If children are blithely unaware of the game’s frustrations and think that it’s all a joy then they are learning the game the right way.
Teaching young children is a privilege and a huge responsibility. The challenge is to cultivate their skills while sustaining their interest and preserving the joy.
A few points to achieve this:
Youngsters just want to have fun. Let them explore the game on their own at the outset. Follow them around and explain the things they’re curious about. The rule of thumb is this: You are the to do what they want to do, not what you want them to do.
Do more playing than teaching. A 6-year-old’s attention span is excruciatingly short. They don’t really focus until the ball is on the tee, waiting to be struck. With that, the lesson should not last longer than 30 minutes. Furthermore, the 30 minutes should be broken down into 10 minutes of actual teaching and 20 minutes of playing.

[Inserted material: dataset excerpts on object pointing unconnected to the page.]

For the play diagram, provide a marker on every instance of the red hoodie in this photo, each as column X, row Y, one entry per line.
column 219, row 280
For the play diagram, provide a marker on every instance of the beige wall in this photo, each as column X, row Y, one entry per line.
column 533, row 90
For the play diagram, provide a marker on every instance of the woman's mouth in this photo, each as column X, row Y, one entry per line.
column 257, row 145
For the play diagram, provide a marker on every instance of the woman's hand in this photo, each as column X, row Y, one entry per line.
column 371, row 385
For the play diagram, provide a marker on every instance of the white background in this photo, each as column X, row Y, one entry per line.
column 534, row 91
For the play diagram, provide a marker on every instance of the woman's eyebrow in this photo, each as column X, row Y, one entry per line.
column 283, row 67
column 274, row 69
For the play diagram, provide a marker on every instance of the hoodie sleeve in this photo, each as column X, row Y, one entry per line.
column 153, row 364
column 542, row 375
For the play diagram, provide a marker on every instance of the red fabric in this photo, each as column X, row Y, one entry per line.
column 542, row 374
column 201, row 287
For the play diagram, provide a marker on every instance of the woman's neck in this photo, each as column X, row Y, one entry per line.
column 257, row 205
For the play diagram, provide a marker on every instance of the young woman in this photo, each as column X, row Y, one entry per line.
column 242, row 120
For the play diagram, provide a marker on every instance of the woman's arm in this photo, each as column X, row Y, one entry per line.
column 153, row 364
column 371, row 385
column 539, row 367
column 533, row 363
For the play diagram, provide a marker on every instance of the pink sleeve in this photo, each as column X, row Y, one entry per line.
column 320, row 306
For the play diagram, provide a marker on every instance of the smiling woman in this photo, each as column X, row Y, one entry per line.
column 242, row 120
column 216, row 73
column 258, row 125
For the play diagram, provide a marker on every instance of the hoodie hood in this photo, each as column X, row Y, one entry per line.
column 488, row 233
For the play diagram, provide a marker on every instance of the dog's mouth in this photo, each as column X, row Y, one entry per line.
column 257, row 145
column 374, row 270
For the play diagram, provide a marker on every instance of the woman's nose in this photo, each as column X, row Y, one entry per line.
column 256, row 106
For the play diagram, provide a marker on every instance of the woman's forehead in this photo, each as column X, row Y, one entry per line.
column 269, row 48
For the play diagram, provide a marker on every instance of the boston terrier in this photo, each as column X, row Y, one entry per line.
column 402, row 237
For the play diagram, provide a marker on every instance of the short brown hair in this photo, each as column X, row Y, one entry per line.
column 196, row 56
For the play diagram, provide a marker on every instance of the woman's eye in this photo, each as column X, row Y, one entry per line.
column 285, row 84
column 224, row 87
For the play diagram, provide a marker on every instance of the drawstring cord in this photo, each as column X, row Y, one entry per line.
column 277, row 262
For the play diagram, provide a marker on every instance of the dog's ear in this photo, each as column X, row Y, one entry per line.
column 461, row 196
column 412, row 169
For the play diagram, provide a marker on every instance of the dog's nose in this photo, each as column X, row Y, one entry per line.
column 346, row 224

Communicate on their level. Everything you say should be expressed at the child’s level, and I mean that literally. Don’t stand when you talk; kneel down and look the child in the eye. Watch what you say, and how you say it. Rather than say “wide arc,” I say “big circle.” Instead of a “descending blow”, I say “thumb the ground”. I don’t say “pivot,” I say “turn”. Children must comprehend an idea before they can execute it.
Tee it up. To establish an early pattern of success, I insist on teeing the ball on every shot with every club.
Visual is better than verbal. Don’t explain the point, show it. Most children initially hold the club with a very weak left-hand grip. Instead of saying aim the “V” at the right shoulder, I mark the youngster’s fingers with a line or dots and tell them where it should point.
Safety first, last and always. In golf, the consequences of a misstep can be dire. Use these 2 main points to ensure safety: keep the youngster in your line of sight at all times. On the range, young students should occupy the bay in front of you, never the one behind. Drawn an imaginary line three feet in front of the spot the student is hitting from, and tell them, as emphatically as possible, never to walk in front of it.
There is no such thing as criticism. In a child’s world, events are classified as either “fun” or “not fun”. Criticism is not fun. It implied the child did something wrong, as opposed to merely doing something incorrectly. In golf as in life, the path forward is paved with praise. If they hit a good shot, you say “good shot”. If they hit a bad shot, you say, “good swing”. When you detect a flaw, you challenge them to make the correct move without verbally indentifying the bad one.